Lakshmi Sriram. Photo: S.Srimathi

Lakshmi Sriram. Photo: S.Srimathi  

VOCAL It was two hours of non-stop melody. P.S.KRISHNAMURTI

I n her vocal recital for Connoisseur's Club at Parvathi hall, Dr. Lakshmi Sriram offered a balanced fare to the accompaniment of Anantha Padmanabha on the violin and Thiruvananthapuram Hariharan on mridangam. The Parvathi Hall on Eldams Road can comfortably seat 50 persons.

A bracing Adi tala varnam in Durbar madhyamakalam set the pace for what turned out to be a continuous two-hour flow of melody. Muthuswamy Dikshitar's composition in Raga Malahari in a leisurely Rupaka talam, served as an invocation to Ganesa and as a majestic forerunner to the rest of the performance.

With a short exchange of kalpanaswaras, this led to a sketching of Janaranjani for Tyagaraja's ‘Vidajala gura' in Adi, concluding with a few kalpanaswaras in duritam. Full justice was done to Suratti alapana in all the three sthayis. The delineation, lasting for nearly 10 minutes, was original in a raga in which one is prone to slip into clichés. Lakshmi's voice could reach the upper panchama effortlessly and sustain it without trailing in power or melody, in a slow or fast pace.

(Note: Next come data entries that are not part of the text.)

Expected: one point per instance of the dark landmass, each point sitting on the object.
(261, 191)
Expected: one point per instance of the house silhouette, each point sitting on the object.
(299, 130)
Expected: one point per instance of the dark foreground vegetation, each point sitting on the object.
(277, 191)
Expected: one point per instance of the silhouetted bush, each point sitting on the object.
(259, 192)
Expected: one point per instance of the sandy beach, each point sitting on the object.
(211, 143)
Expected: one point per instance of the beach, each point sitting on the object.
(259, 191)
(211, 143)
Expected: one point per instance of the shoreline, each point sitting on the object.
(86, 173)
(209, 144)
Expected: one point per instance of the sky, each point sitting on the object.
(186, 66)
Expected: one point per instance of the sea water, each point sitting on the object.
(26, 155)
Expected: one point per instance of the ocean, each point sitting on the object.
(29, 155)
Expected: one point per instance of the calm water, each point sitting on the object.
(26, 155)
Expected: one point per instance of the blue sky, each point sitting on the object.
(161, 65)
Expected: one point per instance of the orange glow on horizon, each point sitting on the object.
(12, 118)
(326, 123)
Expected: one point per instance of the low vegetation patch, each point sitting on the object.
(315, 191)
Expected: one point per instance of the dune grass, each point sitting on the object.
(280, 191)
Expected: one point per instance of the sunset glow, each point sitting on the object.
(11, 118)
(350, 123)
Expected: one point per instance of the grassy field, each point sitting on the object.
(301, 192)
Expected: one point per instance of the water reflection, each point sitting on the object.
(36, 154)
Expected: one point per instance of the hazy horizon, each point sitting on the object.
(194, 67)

After this, it was again Dikshitar's ‘Kodandarajaya Namaste' in Rupakam in madhyama kalam. Kalpanaswaras figured here too. The only major item with pratimadhyama in Ranjani appeared half an hour after start at this stage. Tyagaraja's ‘Dunmargachara' was taken up for elaboration after a short preface, with a few fast kalpanaswaras. After a long time, one heard Tyagaraja's ‘Tulasi bilva' in Kedaragowla and Adi. Lakshmi introduced the kriti from the anupallavai, taking off at the upper shadja with great power. The kriti was competently rendered with the sanctity that it commanded, and concluded tastefully without the flourish of swaras. After a racy Vasanta came up Bhairavi done in elaborate style. Matching the song, both the vocalist and violinist led the alapana to the upper shadja, to blend into Swati Tirunal's ‘Bhavadeeya Katha.' With niraval and kalpanaswara at ‘Bhava Sagara Tarana,' this phase was delectable, culminating in the thani.

Lakshmi concluded her recital with Gopalakrishna Bharati's ‘Varuvaaro' in Sama and a thillana in Hamsanandi.

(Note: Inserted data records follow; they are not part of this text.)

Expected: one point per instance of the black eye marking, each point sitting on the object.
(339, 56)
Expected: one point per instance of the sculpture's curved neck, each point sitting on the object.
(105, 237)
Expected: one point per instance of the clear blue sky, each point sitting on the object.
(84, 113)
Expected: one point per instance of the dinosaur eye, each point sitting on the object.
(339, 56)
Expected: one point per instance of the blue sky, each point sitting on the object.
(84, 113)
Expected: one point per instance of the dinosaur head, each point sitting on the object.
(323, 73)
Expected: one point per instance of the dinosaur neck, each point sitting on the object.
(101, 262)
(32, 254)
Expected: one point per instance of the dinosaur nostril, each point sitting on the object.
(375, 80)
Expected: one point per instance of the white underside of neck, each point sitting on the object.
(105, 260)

Anantha Padmanabha displayed rich imagination and sensitivity; his playing merged well with the ethos created by the singer. While Hariharan's thani showed good training and skill, his accompanying could do with a little more imagination, which should follow in the years to come.

The acoustics, the traffic outside and rather loud amplification, however, proved deterrents.